I found the novel really quite compelling. Luckily I remembered nothing of the movie beyond the fact that I’d liked it a lot, so my reading wasn’t spoiled by any stray memories. (I’ve now consulted my own description of it in my Comprehensive Encyclopedia of Film Noir and recall far more of it.)
There are a few rough edges to the book, though — aside from the translation, which is serviceable but at times somewhat clumsy. The fact that the enigmatic note is described in the opening page or so and then referred to a few times later but not actually revealed to us until halfway through the book is a pointless and profoundly irritating piece of manipulation by the author. There’s a subplot — a runaway bride mystery — that looks as if it’s going to turn into something pretty major but is suddenly, without ceremony, wrapped up offstage and seemingly forgotten about. There’s an early argument between Erlendur and his pregnant, junkie daughter Eva Lind that’s excruciatingly unconvincing. And the main plot relies not just on a matter of heredity but on what I’ll call a coincidence of pregnancy, plus some truly implausible flights of intuition on Erlendur’s part.
Despite all that, I was gripped from start to finish, and I admired both the imagination and the use of science as an integral part of the plot.
The title of the English-language edition, Jar City (the Icelandic title, Myrin, means The Mire or The Swamp), refers to medical collections of organs — kept in jars, geddit? — and by rather fuzzy extension to a genetic database that has been set up in Iceland to help research into exactly such matters as the novel’s plot relies upon.

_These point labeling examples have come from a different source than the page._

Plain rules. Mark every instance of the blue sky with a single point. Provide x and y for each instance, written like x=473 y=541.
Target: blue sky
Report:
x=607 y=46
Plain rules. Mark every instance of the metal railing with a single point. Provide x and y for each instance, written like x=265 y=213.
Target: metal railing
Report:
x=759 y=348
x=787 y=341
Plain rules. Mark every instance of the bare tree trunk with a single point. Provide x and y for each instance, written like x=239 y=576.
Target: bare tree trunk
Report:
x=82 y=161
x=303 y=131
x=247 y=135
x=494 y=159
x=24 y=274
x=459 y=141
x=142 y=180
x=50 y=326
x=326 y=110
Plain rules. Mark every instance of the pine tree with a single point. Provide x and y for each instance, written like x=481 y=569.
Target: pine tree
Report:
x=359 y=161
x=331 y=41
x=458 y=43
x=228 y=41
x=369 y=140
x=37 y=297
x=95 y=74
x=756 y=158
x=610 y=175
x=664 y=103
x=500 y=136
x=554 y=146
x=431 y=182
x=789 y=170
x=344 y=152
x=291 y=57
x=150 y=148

Erlendur seems rather resentful of the database on the grounds that it’s turning Icelanders into numbers (He is not a number! He is a free man!), but so far as I’m concerned it seems a great plan. The kind of research it’s conducting might have saved the lives of at least two of the characters in the novel.
Even reading your thoughts, I can’t remember whether I’ve read this one or not. I’m tending towards not. I’ll have to see if I have it.
It’s a very highly praised series.
Just by coincidence I pulled this off a shelf last night where it had been for years along with another book by this author. Read about 60 pages so far which I enjoyed.